Here are our top takeaways from the conference:

  1. Increased urgency to further embrace commercial GEOINT capabilities. Most agency and department leaders advocated for and espoused the benefit of increasing the U.S. government’s use of commercial capabilities to advance national security and civil missions. This was true across the spectrum of traditional GEOINT sources and new and emerging technologies on both the collection side and the growing analytic marketplace. This heightened demand presents new opportunities to grow the space industry, as well as increased competition which may lead to more partnerships, mergers, and acquisitions over the coming years.
  1. Attribution is key – both on Earth and in space. During the keynote by Lt. Gen. G. Chance Saltzman of the U.S. Space Force, he emphasized the importance and impactfulness of attribution. “What I mean by [attribution] is the ability to attribute to a specific actor a specific action at a specific time and place. I’ve seen firsthand how the ability to attribute activities changes adversary behavior before the activities are even executed. In short, the ability to attribute deters adversaries, or at the very least constrains their behavior.” Commercial providers like Planet are able to see more than just military activities in Ukraine and Russia – accurate and trusted global data can help expose potential cases of humanitarian violations, and war crimes. The power of commercial data, and especially unclassified data, is a force multiplier in this regard for the building of coalitions, public sentiment, and deterrence.
  1. Significant demand and value realization from the military service community for unclassified, shareable data. The relevance of unclassified commercial satellite data to shape global events has been even more prevalent over the last few months as Planet and other commercial imagery providers support Ukraine and its allies. As Vice Admiral Robert Sharp, outgoing Director of the National Geospatial-Intelligence Agency (NGA), said during his keynote speech, “Publicly available imagery of Ukraine is now providing unprecedented public insight that until recently would’ve been only available through government agencies and officials.” With countless images shared in the news and on social media, the public is able to “see the unseen,” and discredit false narratives and disinformation. General Richard D. Clarke, commander of U.S. Special Operations Command (SOCOM), also focused on the importance of information sharing during his keynote. Clarke set the stage for the week with his mug featuring the word “YESFORN,” a play on the NOFORN term meaning no dissemination to foreign nationals, and suggesting yes to international collaboration, information sharing, and support.
  1. The importance of diversity – in intelligence sources and in the workforce. There has been an explosion of growth in collection capabilities and analytics, with no end in sight. The wide range of sensors, radar, radio frequency (RF) and other capabilities have paved the way for more advanced and diversified analytics. And with all of these new GEOINT sources comes the need for a workforce with varying backgrounds, skills, and perspectives. Just days before the GEOINT Symposium, the Taylor Geospatial Institute was launched as a collaboration of eight leading research institutions in the St. Louis area to further the next generation of geospatial technology and technologists. As stated by Tonya Wilkerson, Deputy Director of NGA, “The next generation of STEM leadership looks like America. [They are] Black, brown, white, Asian and American Indian, female, hearing and deaf, abled and diferently-abled and neurodiverse, straight and gay, from inner cities and rural America. And I can’t wait to see what they do next.”
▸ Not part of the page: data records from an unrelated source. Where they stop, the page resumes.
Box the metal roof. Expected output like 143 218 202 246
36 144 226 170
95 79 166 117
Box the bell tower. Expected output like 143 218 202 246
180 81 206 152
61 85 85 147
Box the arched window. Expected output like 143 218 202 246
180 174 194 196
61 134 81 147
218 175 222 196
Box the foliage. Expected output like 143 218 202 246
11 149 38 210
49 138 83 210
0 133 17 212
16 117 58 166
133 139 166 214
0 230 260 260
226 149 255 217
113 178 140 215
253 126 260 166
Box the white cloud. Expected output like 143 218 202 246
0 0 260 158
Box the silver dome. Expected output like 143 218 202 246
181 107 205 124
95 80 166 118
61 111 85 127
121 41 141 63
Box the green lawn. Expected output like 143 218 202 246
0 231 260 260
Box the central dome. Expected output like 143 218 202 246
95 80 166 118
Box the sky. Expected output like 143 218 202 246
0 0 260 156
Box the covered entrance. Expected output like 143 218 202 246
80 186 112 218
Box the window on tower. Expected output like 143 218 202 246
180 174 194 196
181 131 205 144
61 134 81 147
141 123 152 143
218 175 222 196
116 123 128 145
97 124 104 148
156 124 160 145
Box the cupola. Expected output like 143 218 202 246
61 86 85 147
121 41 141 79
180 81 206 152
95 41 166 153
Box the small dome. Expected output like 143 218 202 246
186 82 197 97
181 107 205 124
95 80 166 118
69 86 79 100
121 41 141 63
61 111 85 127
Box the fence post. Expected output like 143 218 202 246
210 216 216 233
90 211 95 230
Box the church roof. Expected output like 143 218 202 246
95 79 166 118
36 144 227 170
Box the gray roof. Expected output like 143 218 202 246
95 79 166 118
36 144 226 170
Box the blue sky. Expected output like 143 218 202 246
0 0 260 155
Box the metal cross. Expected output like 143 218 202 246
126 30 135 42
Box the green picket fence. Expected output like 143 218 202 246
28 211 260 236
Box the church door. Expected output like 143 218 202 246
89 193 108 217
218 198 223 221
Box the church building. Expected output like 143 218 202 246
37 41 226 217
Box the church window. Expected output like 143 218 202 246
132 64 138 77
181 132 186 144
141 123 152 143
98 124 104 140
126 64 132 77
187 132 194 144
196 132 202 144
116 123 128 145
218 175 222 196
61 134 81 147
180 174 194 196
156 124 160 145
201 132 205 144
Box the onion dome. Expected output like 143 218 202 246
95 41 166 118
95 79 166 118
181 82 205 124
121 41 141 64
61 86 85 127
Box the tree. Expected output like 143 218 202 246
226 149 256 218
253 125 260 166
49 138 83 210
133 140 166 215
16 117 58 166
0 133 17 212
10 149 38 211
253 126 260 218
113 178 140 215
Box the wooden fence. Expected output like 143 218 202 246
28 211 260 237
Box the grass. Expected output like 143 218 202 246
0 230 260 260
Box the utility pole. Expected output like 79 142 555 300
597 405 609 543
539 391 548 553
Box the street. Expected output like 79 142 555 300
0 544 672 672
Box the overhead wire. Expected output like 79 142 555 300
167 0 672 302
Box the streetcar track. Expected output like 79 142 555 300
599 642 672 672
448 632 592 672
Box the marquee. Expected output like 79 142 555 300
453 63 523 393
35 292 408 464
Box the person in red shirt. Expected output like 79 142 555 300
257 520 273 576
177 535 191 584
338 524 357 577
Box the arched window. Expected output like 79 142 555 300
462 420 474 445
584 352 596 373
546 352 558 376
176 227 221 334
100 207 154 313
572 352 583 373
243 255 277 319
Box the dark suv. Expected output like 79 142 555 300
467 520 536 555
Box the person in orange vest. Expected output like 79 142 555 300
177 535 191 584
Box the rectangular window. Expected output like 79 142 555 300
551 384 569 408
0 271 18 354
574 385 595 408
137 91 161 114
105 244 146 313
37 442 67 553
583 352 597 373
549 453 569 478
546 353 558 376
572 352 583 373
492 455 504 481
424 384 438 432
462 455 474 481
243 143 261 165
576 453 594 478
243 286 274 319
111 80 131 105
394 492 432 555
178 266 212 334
In the Planet exhibit booth, the Solutions Engineering team demonstrated some of the top use cases of Planet data for defense and intelligence. A few notable demos included monitoring intentional flooding around Kyiv, Ukraine, port monitoring with space FMV, identifying illegal maritime oil transfer, detecting change of construction activities and military equipment, and sub-daily monitoring of ports, airfields, and troop movements. The Planet team also had the opportunity to highlight some of our latest product announcements like our next-generation high-resolution fleet Pelican and PlanetScope 8-band. 

As part of Planet’s commitment to increasing collaboration with the geospatial intelligence community, we recently expanded our USGIF footprint as a Strategic-Level Member. “Planet has been a USGIF partner for many years and we are thrilled at the expanded opportunity for engagement. Having Planet join the Foundation as a Strategic-Level Member is truly a big deal for us,” stated Ronda Schrenk, USGIF Chief Executive Officer. Planet looks forward to continuing to work with government and industry partners to address national security challenges.

See you next year at GEOINT 2023 in St. Louis!